A: Bitcoin is a form of digital currency. Created in 2009, it is the first example of a category of money or store of value referred to as Cryptocurrency.
Software developer Satoshi Nakamoto devised Bitcoin as an electronic payment system. The idea was to create a currency independent of any central authority. Unlike conventional currencies, Bitcoin is unique in that it is decentralised. No Government or Central Banks controls the Bitcoin network.
You buy Bitcoins either through Cryptocurrency exchanges or directly from others via Bitcoin marketplaces. Bitcoins can be traded by exchanging cash or other currencies, services or goods.
The Bitcoin system is peer-to-peer. Transactions can take place between users directly, without an intermediary. These transactions are verified by computer network nodes and recorded in a public distributed ledger called a ‘Blockchain’. The Blockchain transactions are verified and recorded by a network of nodes (or databases) on the internet. Because each node stores its own copy, there is no need for a trusted central authority (bank). Designed to work as a currency, bitcoin is touted as a low-cost medium of exchange with international currency transfers costing a fraction of what, say, a bank may charge.
To buy Bitcoins, you must first establish a Bitcoin “wallet”. As there is no physical currency, the value is stored electronically. The process of establishing a wallet in Australia is akin to opening a bank account and subject to conventional banking requirements verifying identity and the source of funds.
There is a range of exchanges that you can trade Bitcoins through but be aware they do not offer the same capital protection as banks.
There are a number of issues that Trustees of SMSF need to consider before investing in Bitcoins or any other Cryptocurrency.
Trustees need to review the SMSF Trust Deed to ensure that the SMSF is permitted to invest in Bitcoin under the fund rules.
The Investment strategy of the SMSF should specify investments that are permissible. In formulating an investment strategy, Trustees need to consider the risks in making, holding and realising any investment. They are obliged to consider the likely return, diversification, liquidity, costs and tax consequences as part of the investment strategy.
Bitcoin is not a conventional asset class like shares or property, so it may be worthwhile specifying “Crypto currencies” as a permissible investment asset in the Investment strategy.
Trustees must exercise and demonstrate due care and diligence in relation to all investments made by the SMSF. The issue here is the risky nature of bitcoins as an investment.
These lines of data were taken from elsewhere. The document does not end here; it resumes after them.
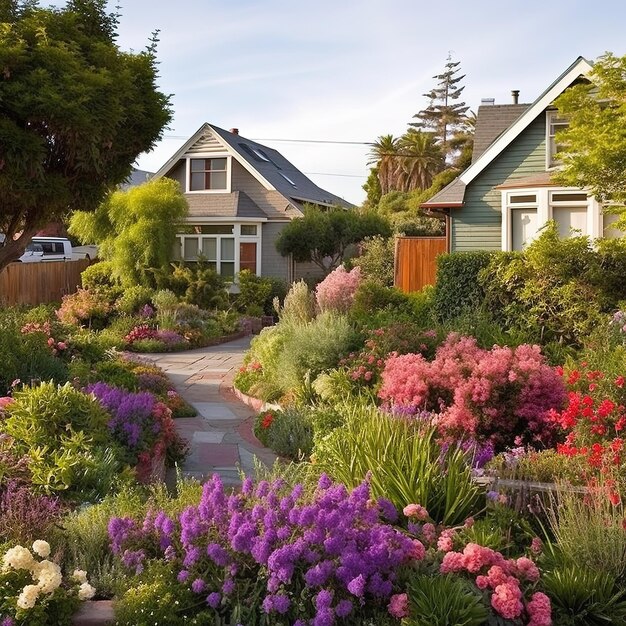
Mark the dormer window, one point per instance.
(554, 124)
(208, 174)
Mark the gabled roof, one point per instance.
(453, 194)
(267, 165)
(580, 67)
(492, 121)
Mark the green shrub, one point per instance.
(584, 597)
(289, 433)
(407, 464)
(376, 260)
(133, 299)
(444, 601)
(458, 288)
(312, 348)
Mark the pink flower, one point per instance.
(399, 605)
(506, 600)
(539, 610)
(415, 510)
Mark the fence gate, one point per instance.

Would Bitcoin be considered a prudent SMSF investment for those approaching retirement age?
Assuming the Trustees determined that Bitcoin was appropriate as part of an Investment strategy, they may be able to argue that having a small allocation of the total fund’s assets invested in Bitcoin does not constitute a material risk for the fund and adds the potential to increase the fund’s overall investment performance.
When registering for the Bitcoin Wallet, the legal owner of the wallet must be the SMSF. The Trustees need to ensure that the SMSF has legal ownership of the Bitcoins purchased. The individual member of the SMSF must not have ownership or control of the SMSF Bitcoins at any time.
Bitcoin cannot be transferred as an “in-specie” transfer to the fund by a fund member, nor purchased from a member or a related party as it is not a listed security.
Whilst the Australian Taxation Office (ATO) has issued guidelines that profits derived from Bitcoin transactions are taxable and subject to Capital Gains tax rules, there have been no formal rulings or publications from the ATO in specific reference to Bitcoins and SMSF. However, SMSF Trustees are subject to the requirements to comply with the SIS Act and the requirements for investments to be permitted and eligible for a SMSF to invest in.